At the beginning of the article, the author points out that EU lawmakers decided to regulate comparative advertisement because it is beneficial to the market as well as to consumers. EU directives set forth some conditions that comparative advertisement must meet in order to be permissible.
The author points out that the definition of comparative advertising is not clear and is difficult to apply. Therefore, the case law of the European Court of Justice (ECJ) is very helpful in providing a proper interpretation.
In the next part of the article, the author analyses key cases assessed by the ECJ (i.e. Toshiba Europe, Pippig Augenoptik, Siemens, Lidl Belgium, and De Landtsheer) and explains the most important conclusions resulting from this jurisprudence.

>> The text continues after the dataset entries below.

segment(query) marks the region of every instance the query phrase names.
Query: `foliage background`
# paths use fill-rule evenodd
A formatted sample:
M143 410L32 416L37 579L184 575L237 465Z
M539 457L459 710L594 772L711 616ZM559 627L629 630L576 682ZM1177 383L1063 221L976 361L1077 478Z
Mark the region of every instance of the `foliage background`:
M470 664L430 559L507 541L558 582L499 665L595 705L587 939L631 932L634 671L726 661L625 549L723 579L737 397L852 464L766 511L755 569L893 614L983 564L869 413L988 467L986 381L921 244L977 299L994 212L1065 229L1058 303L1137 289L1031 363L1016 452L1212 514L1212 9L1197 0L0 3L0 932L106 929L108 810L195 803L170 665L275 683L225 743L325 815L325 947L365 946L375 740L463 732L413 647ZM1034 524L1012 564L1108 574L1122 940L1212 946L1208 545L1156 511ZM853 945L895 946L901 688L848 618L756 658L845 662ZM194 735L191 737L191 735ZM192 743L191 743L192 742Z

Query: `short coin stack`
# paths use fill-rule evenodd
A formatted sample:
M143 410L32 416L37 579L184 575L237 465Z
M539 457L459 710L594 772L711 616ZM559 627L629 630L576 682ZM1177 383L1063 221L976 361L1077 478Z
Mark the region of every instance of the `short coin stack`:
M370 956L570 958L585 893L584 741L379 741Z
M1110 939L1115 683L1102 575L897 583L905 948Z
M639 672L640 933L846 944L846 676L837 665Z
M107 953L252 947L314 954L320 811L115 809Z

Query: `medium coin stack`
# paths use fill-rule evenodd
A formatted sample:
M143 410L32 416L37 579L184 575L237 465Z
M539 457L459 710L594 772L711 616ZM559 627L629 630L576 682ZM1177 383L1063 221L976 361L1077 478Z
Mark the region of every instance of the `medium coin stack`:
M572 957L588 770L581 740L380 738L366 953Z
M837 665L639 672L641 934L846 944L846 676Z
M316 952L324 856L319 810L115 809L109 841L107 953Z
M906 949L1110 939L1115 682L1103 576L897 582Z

The author points out that ECJ case law proves that the interpretation of the permissibility of comparative advertising is very difficult in practice. The author reminds the reader that a comparison has to refer to a competitor or its products, which is the essence of comparative advertising. She emphasizes that national courts often have problems interpreting what can be compared, because the number of identical products is very small and comparing them would not have any economic sense.
The article points out that comparative advertising is admissible if it helps in providing information to the consumer, and at the same time does not infringe a competitor's interests more than it is required . Moreover, according to the ECJ, the conditions of the comparative advertising should be interpreted in favor for this kind of advertising and the ECJ consequently applied this rule.